Genome Wide Association Studies (GWAS) can find subtle influences of genes on a health condition. They map out important gene variations to see if any of them are unusually common or uncommon among a particular health condition.
We already know that Long COVID is more common in people who are female.
Data compiled here: https://docs.google.com/spreadsheets/d/1bxzgvtOFBzvIQSnFiJqEQ7Lt7wzijpDwBcdnl87gw5I/edit#gid=2093830457
*The data above is from surveys which asked about gender rather than biological sex.
Unfortunately, a recent GWAS study by Lammi and colleagues (pooling data from multiple studies) found that only the FOXP4 gene has a strong connection Long COVID.
The study found that a particular genetic variation was associated with a 1.63X chance (odds ratio) of having Long COVID.

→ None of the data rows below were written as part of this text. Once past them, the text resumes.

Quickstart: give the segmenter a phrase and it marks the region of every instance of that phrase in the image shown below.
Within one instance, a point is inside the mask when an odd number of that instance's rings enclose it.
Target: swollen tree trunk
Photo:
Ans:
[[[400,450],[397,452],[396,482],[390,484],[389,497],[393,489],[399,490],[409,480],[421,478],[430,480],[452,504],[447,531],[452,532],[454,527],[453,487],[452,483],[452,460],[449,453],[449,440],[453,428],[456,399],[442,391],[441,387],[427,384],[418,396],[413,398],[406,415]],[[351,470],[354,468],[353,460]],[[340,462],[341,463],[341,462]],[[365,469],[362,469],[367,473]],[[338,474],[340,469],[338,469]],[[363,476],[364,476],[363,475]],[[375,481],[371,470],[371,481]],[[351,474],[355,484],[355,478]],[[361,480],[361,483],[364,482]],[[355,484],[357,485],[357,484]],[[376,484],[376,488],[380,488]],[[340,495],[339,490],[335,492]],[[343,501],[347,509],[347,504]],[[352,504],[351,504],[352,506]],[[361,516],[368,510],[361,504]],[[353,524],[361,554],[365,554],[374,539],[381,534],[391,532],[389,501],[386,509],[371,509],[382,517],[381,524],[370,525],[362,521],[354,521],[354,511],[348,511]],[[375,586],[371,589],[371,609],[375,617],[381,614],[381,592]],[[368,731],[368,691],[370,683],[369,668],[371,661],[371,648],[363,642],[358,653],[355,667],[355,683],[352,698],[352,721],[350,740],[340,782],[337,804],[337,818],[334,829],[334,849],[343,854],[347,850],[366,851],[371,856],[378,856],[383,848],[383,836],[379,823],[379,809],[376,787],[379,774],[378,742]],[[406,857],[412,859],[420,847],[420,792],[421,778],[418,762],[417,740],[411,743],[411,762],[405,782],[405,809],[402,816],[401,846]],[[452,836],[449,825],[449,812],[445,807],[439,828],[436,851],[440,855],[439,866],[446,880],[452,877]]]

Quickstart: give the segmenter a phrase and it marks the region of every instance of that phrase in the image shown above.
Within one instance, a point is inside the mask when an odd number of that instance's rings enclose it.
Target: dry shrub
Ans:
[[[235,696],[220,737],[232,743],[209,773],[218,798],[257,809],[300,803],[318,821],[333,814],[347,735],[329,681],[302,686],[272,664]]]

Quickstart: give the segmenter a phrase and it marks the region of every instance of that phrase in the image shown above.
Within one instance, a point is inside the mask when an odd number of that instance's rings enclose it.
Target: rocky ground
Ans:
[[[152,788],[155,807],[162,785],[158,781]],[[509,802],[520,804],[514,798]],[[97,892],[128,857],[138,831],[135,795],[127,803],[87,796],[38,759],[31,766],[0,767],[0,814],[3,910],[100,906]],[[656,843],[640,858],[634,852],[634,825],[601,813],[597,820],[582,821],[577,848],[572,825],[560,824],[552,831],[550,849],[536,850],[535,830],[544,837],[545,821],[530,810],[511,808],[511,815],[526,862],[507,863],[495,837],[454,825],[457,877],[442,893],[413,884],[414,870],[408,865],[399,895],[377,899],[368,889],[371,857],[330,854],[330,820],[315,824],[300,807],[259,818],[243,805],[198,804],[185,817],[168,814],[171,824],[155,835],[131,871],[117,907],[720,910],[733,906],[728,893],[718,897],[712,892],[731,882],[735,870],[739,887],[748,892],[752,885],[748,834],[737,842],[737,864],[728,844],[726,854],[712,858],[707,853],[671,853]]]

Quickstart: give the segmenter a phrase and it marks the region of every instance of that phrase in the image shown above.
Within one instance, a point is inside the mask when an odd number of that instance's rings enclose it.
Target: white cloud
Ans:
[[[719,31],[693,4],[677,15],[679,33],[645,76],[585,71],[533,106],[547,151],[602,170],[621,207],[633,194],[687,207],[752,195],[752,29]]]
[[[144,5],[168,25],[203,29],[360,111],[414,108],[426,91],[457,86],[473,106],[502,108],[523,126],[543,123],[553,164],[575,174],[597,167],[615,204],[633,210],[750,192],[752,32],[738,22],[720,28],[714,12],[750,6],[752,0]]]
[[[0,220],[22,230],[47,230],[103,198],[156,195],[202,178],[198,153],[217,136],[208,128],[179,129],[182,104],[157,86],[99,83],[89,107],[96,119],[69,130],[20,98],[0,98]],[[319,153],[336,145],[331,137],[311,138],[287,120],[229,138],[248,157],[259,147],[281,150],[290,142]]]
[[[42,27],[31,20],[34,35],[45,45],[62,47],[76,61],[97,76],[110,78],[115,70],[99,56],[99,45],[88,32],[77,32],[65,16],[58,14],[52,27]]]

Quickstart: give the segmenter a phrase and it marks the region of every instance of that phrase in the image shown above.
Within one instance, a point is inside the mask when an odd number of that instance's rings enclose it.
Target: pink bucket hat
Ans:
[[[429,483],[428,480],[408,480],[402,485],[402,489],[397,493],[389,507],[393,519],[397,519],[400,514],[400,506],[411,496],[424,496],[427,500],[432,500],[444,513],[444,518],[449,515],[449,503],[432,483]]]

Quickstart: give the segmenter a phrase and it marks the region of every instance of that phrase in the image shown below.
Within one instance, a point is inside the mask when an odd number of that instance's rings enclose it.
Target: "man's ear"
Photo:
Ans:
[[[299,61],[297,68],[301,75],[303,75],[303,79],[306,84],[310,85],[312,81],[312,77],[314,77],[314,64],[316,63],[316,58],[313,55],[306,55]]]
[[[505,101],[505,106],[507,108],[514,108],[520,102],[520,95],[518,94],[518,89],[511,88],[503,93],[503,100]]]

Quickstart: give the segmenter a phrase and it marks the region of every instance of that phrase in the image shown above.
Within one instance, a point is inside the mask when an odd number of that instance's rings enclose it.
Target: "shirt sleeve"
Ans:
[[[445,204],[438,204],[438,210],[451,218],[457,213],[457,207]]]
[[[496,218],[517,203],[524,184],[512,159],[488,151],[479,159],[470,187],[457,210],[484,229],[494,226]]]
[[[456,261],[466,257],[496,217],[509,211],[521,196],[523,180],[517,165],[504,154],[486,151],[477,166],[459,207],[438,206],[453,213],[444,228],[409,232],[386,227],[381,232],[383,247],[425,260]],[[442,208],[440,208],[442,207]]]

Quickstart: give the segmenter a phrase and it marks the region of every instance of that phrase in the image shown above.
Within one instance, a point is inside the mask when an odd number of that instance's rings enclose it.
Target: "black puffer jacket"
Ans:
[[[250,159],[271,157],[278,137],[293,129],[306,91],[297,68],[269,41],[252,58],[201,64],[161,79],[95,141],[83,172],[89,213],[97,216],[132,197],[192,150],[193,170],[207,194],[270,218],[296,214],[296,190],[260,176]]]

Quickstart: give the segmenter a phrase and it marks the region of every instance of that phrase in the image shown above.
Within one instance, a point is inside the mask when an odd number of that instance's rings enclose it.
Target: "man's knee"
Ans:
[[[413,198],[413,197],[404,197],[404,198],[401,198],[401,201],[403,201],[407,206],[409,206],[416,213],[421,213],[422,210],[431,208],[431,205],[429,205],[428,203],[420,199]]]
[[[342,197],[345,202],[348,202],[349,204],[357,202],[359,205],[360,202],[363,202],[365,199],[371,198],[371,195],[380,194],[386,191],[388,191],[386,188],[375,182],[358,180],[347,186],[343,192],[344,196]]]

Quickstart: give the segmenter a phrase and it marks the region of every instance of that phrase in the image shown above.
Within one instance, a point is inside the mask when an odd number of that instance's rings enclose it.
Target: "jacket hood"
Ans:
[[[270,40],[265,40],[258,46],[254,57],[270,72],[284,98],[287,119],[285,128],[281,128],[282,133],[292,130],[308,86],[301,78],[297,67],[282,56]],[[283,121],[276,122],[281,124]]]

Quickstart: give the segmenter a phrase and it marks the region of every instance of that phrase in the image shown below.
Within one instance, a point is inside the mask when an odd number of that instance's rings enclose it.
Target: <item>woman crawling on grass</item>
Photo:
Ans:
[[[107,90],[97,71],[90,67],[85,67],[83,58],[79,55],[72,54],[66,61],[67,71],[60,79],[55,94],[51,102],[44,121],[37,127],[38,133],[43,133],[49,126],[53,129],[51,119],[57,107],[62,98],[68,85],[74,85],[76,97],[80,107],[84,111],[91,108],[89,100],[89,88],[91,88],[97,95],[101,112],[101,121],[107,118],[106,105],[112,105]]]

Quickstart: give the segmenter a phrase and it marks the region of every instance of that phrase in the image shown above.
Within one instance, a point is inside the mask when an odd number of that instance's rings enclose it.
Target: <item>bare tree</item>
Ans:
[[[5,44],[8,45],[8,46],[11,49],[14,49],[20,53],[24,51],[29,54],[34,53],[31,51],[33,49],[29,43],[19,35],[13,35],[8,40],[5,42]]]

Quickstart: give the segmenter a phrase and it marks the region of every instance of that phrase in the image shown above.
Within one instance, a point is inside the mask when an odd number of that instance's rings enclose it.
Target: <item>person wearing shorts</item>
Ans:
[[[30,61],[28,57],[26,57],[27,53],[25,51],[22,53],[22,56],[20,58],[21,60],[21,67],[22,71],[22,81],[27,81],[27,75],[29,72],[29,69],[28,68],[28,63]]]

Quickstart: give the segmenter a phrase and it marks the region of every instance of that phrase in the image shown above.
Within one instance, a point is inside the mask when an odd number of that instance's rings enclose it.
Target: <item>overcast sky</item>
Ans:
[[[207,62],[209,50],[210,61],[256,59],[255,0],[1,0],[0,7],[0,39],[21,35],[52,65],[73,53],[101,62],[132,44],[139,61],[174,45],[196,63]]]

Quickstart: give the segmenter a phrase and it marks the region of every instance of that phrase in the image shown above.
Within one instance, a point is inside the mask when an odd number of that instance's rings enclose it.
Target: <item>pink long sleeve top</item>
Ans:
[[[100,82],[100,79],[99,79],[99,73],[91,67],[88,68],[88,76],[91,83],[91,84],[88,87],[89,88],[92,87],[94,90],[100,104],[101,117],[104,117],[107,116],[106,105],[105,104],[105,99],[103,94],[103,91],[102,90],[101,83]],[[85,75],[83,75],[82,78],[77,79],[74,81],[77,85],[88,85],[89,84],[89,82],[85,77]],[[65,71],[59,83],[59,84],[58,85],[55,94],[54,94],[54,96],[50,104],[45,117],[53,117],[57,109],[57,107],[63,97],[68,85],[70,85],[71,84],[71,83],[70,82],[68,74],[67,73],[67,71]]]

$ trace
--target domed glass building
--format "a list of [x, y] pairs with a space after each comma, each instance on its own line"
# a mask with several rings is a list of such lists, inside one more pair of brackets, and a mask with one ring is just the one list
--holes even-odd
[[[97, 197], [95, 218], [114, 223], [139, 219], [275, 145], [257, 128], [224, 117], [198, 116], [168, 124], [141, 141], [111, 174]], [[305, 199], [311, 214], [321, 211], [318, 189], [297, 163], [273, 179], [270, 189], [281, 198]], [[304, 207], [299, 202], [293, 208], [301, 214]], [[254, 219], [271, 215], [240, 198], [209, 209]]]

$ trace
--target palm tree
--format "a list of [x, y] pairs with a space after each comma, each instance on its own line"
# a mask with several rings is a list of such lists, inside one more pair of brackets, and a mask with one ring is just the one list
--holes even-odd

The C allele at rs9367106 was associated with an increased risk of Long COVID (OR = 1.63,
95% confidence interval (CI): 1.40-1.89, risk allele frequency = 4.2%).
That odds ratio of 1.63X was lower than the >3X odds ratio of being more likely to have Long COVID if you’re female. It’s not a very strong risk factor.
The researchers believe that “the connection between FOXP4 and Long COVID may be rooted in both lung function and immunology”. The gene is expressed in both alveolar cells and immune cells in the lung.
Unfortunately, the study doesn’t say a lot about what causes Long COVID. It does strongly suggest that your genes are fairly unimportant (other than male versus female).
This type of study would pick up on Ehlers Danlos Syndrome caused by genetics. However, it doesn’t seem to have found a signal there. I suspect that Long COVID patents are more hypermobile (flexible) than the general population. I don’t know if anybody has surveyed Long COVID patients to determine their Beighton score yet.
The results are disappointing. Even in conditions that are acquired from the environment (e.g. EBV and Varicella Zoster Virus / shingles), GWAS studies will pick up some signals that can point to the underlying mechanism. That did not happen here.
There is evidence that Long COVID is connected to viral reactivations of EBV and VZV. However, this GWAS study didn’t find a signal for genes connected to those infections (for a list of those genes, see Table 1 in this review paper). Long COVID probably isn’t tied to a single underlying infection.